Varina Davis was the much younger wife of Jefferson Davis, the president of the short-lived Confederate States of America, (those states that seceded from the union during the Civil War). Though Varina is a little-known colorful figure in American history (in Frazier’s story she’s quite an opium eater), our interest in her lies primarily in how she survived and changed after the South lost the war.
However, Frazier’s exploration of Varina’s transition from southern belle and Washington hostess to an independent woman living on her own in London and New York, is never fully realized. More words are given to the men surrounding Varina: James Blake, Ryland, and Burton Harrison, to name a few. From their mouths we see how bewildered southerners felt, losing the war, and being forced to give up the institution of slavery, a necessary evil which they believed, built their economy.

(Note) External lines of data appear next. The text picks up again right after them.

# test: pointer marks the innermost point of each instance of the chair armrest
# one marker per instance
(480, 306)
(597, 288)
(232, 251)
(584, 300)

Thus, the books great failing is that though it’s about a woman, it reads more like a book about the southern men the war left behind. This fatal flaw and the meandering story line made me lose interest several times. The most gripping part of the story really was Varina’s attempt to escape Richmond for Cuba, slaves and children in tow. Only in these chapters did I feel the kind of engagement I had reading Frazier’s Cold Mountain years ago.
I continue to enjoy your reviews! That would have been a book I expected to have the same charge as the hit movie and book so it was really nice to hear your thoughts and what it seemed the focus was. Sounds like more on Cuba and other parts to her story personally would have been better.
Thank you dear for reading me! I think you’d enjoy the Mrs. Westaway Gothic mystery I just wrote about.